Amelioration of rheumatoid arthritis in a breast cancer patient treated with palbociclib: a case report
Published in Modern Rheumatology Case Reports, 2021
Fumi Murakami, Yoshiya Horimoto, Hideo Shimizu, Kurisu Tada, Ken Yamaji, Naoto Tamura, Mitsue Saito
When considering the clinical condition of this case, we should distinguish this course from paraneoplastic syndrome. Differentiation between RA and paraneoplastic syndrome, among other rheumatic diseases, is important, especially when diagnosing early RA. Paraneoplastic syndrome is not caused directly by the tumour or metastases, but is mediated by hormones and cytokines produced by the tumour, and a cellular or humoral immune response to the tumour, therefore, often occur at regions distant from the underlying tumour [9]. When distinguishing RA from paraneoplastic syndrome, consideration is given to whether or not the joint symptoms are alleviated by treating the malignant tumour. Generally, if symptoms were relieved by treatment of a malignant tumour, it would be interpreted as paraneoplastic syndrome.
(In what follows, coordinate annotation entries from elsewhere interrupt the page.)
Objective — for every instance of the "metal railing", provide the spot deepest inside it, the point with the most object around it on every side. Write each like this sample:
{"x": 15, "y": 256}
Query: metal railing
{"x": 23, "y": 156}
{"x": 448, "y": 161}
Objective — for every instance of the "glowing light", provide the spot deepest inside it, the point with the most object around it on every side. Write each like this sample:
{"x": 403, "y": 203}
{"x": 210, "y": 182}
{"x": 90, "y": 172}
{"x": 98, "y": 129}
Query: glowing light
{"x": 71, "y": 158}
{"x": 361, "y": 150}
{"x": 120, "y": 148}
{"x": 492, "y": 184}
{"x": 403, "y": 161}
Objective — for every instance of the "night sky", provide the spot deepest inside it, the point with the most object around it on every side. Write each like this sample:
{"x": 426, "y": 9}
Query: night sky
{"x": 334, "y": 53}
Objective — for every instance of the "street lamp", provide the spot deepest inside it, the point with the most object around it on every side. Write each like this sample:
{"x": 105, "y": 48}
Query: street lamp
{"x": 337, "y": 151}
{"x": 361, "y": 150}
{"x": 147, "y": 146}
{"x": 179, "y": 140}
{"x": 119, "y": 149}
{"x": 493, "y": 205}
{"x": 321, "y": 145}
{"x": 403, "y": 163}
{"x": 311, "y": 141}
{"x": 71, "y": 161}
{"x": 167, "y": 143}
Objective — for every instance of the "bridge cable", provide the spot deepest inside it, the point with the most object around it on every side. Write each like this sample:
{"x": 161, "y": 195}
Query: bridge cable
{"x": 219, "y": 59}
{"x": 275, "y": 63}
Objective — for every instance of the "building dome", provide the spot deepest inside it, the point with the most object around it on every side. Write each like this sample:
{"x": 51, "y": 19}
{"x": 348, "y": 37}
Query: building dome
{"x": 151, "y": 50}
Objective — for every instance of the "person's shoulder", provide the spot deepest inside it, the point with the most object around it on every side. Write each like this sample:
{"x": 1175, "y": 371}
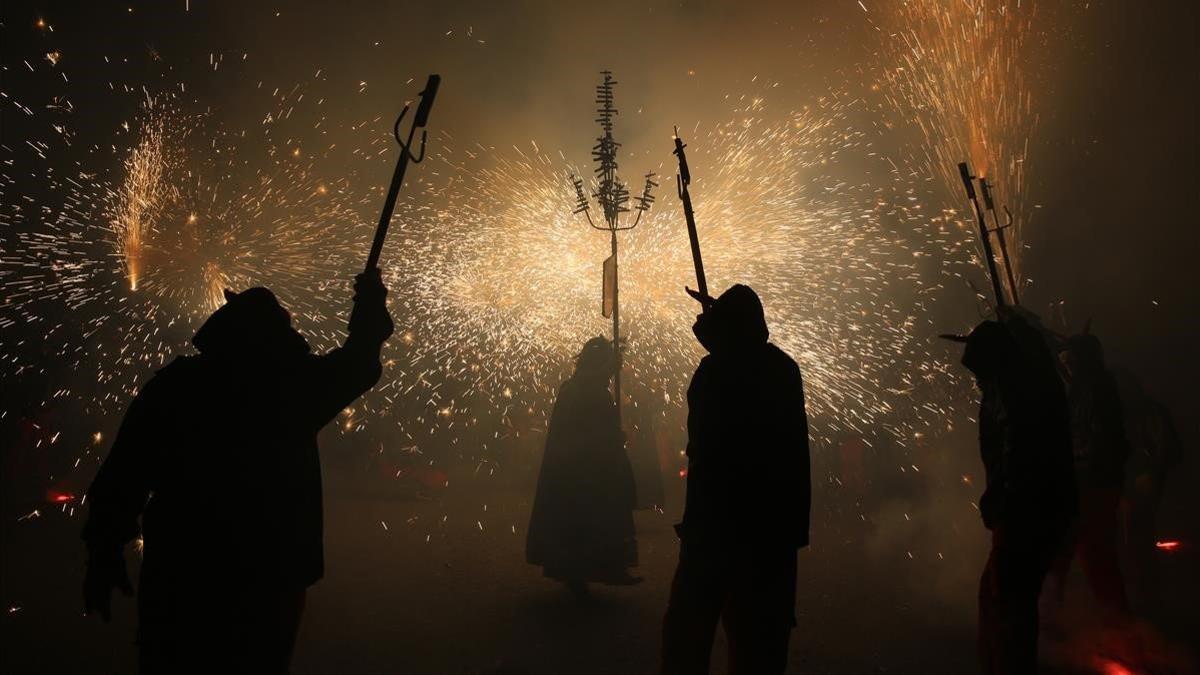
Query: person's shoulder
{"x": 180, "y": 368}
{"x": 781, "y": 359}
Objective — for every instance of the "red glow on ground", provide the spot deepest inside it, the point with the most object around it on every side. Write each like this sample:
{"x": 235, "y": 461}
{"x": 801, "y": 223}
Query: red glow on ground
{"x": 1113, "y": 668}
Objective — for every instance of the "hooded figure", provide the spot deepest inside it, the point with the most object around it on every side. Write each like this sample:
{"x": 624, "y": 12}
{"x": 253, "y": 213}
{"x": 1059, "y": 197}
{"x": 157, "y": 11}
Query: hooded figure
{"x": 216, "y": 471}
{"x": 1155, "y": 451}
{"x": 748, "y": 500}
{"x": 1030, "y": 497}
{"x": 581, "y": 529}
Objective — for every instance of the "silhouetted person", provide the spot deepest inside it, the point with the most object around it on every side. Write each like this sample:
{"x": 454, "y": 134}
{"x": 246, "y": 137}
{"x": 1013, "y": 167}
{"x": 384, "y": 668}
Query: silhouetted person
{"x": 641, "y": 420}
{"x": 748, "y": 500}
{"x": 581, "y": 529}
{"x": 1030, "y": 497}
{"x": 1155, "y": 449}
{"x": 1102, "y": 451}
{"x": 217, "y": 455}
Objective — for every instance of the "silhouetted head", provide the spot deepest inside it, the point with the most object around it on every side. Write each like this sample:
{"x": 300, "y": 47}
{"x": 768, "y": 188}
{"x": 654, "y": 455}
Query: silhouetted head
{"x": 595, "y": 359}
{"x": 989, "y": 350}
{"x": 735, "y": 321}
{"x": 250, "y": 324}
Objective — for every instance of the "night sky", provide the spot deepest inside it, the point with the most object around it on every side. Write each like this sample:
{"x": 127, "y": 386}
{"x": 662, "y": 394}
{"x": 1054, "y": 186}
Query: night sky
{"x": 819, "y": 179}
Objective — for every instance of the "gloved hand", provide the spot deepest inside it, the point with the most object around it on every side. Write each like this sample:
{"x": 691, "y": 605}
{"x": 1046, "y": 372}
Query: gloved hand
{"x": 370, "y": 318}
{"x": 106, "y": 571}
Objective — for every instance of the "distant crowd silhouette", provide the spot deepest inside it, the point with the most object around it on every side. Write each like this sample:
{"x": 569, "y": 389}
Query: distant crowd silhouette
{"x": 217, "y": 452}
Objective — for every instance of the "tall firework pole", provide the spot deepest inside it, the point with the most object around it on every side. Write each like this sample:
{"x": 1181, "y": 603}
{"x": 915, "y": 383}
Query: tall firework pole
{"x": 613, "y": 199}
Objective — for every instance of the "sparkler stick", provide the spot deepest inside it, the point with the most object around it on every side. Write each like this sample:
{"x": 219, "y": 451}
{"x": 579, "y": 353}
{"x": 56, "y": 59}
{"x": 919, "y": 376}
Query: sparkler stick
{"x": 613, "y": 198}
{"x": 984, "y": 233}
{"x": 397, "y": 177}
{"x": 985, "y": 187}
{"x": 683, "y": 179}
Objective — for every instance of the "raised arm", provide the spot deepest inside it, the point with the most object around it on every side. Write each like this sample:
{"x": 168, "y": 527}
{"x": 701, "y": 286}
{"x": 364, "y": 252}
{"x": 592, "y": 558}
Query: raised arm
{"x": 347, "y": 372}
{"x": 115, "y": 501}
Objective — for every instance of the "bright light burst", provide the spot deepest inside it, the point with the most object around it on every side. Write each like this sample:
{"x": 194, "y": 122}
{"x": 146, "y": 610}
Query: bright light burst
{"x": 509, "y": 280}
{"x": 959, "y": 71}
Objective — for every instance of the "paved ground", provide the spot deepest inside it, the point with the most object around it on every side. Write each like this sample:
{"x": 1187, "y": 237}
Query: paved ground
{"x": 438, "y": 585}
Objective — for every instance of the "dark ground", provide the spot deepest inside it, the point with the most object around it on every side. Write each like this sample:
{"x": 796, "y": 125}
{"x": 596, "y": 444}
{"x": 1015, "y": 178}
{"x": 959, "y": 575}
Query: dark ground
{"x": 465, "y": 602}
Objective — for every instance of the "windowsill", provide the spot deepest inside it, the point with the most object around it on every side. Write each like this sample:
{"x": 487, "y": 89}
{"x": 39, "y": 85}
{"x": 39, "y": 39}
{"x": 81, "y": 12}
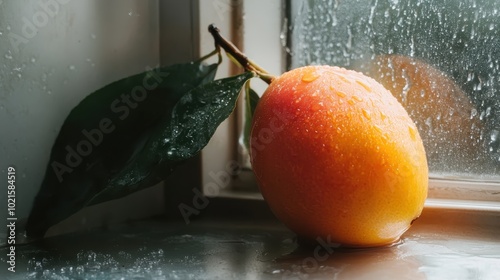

In the present case, the patient had RA for more than 20 years, and two points are important: (1) determination of whether worsening RA or joint symptoms was due to paraneoplastic syndrome, and (2) determination of whether the improvement of arthritis was by CDK4/6 inhibitor directly or due to the treatment of the malignant tumour. Regarding the first point, RA was initially diagnosed with polyarticular swelling, joint bone erosion determined by X-ray, and elevated CRP, MMP-3 and rheumatoid factor (anti-CCP antibody was measured later and showed a high titre of over 200).